Vertus, Mademoiselle de (1617-1692)

Mademoiselle de Vertus est l’une des grandes figures de Port-Royal. Catherine de Vertus est la fille de Claude d’Avaugour, comte de Vertus, premier baron de Bretagne, mort en 1637, et de Catherine Fouquet de La Varenne, morte en 1670. Catherine a un frère, Louis de Bretagne, qui sera marquis d’Avaugour, comte de Vertus, et plusieurs sœurs : Marie, qui devient Mme de Montbazon, Constance-Françoise, demoiselle de Clisson, morte en 1695, Angélique-Marguerite, demoiselle de Chantocé, morte en 1694, Anne, demoiselle de Goello, morte en 1707, ainsi que trois religieuses : Philippe-Françoise, abbesse de Nidoiseau, Madeleine et Marie-Claire, coadjutrice de Nidoiseau, puis abbesse de Malnoue, morte en 1711. « Cette Mademoiselle de Vertus [Catherine] a du mérite et sait le latin », écrit Tallemant des Réaux (Historiettes, éd. A. Adam-G. Delassault, Paris, Pléiade, 1970, t. II, p. 213).
Catherine passe sa jeunesse dans une abbaye de religieuses bénédictines, avant d’être introduite à la Cour par sa sœur, la fameuse duchesse de Montbazon.
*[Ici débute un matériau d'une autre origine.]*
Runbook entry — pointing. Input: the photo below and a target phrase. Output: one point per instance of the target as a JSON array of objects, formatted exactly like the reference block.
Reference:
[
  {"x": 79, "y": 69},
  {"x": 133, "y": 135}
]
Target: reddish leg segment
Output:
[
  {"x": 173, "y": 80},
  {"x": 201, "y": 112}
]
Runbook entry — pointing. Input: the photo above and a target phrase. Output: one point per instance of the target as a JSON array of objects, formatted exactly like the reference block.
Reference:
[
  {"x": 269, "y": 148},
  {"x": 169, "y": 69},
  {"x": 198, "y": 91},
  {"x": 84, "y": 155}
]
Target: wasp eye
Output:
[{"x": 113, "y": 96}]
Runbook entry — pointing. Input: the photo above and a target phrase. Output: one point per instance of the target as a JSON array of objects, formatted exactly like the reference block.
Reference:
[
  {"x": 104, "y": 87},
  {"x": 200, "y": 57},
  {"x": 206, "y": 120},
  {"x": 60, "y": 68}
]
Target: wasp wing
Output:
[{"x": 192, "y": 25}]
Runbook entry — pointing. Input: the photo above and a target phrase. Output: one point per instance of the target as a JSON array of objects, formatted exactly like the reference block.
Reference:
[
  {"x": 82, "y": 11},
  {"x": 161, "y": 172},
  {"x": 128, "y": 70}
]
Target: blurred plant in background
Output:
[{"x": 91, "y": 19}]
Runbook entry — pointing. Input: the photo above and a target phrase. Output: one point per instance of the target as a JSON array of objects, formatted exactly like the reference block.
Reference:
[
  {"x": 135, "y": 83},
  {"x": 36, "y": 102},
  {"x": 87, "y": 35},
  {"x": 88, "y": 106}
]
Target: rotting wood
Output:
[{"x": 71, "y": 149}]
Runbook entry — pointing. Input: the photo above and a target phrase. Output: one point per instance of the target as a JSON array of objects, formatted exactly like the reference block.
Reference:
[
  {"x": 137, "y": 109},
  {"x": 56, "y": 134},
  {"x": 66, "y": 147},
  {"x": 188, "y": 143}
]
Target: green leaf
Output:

Elle fréquente le grand monde, demeure chez la comtesse de Soissons, puis, à partir de 1650, dans la maison de la duchesse de Rohan, Place Royale. Par Antoine Singlin, supérieur des religieuses de Port-Royal, qu’elle a pris comme confesseur, elle fait, en 1654, la connaissance de la duchesse de Longueville, dont elle devient la dame de compagnie et l’amie très fidèle. Catherine de Vertus entretient des relations d’amitié avec certains proches de Port-Royal, comme le théologien Claude Taignier, docteur du collège de Navarre, et Charles Maignart de Bernières. Elle fréquente la marquise de Sablé et son salon, installé dans le monastère du faubourg Saint-Jacques, et se lie avec plusieurs moniales. Après la mort de Singlin, elle prend pour confesseur, ainsi que la duchesse de Longueville, Louis-Isaac Le Maistre de Sacy, dont elle déplore l’emprisonnement à la Bastille entre mai 1666 et la fin d’octobre 1668, et dont elle prend alors un soin particulier. Pendant les négociations secrètes qui se tiennent à l’hôtel de Longueville en 1668, Catherine de Vertus fait preuve d’une intelligence et d’une perspicacité qui forcent le respect de ses proches. Dès le 9 avril 1669, le monastère des Champs, réconcilié depuis peu avec les autorités ecclésiastiques et royales, reçoit sa visite, suivie de nombreuses retraites. Dès février 1670, elle y vit retirée, se séparant de manière définitive de la duchesse de Longueville : elle s’est fait construire une petite maison à côté de l’hôtel de son amie. Le 11 novembre 1674, Catherine reçoit le titre de bienfaitrice du monastère, qui l’admet dans ses rangs : elle sera vêtue du petit habit blanc des novices, sans jamais devenir religieuse. Elle le portera jusqu’à sa mort, pratiquant la règle cistercienne avec une piété exemplaire et supportant les pires infirmités pendant les quinze dernières années. Catherine de Vertus meurt le 21 novembre 1692, soignée par Denis Dodart, son exécuteur testamentaire : son corps est inhumé dans le cimetière des moniales et son cœur est confié à l’abbaye de sa sœur à Malnoue, où, en 1711, ses restes seront portés après la destruction des Champs.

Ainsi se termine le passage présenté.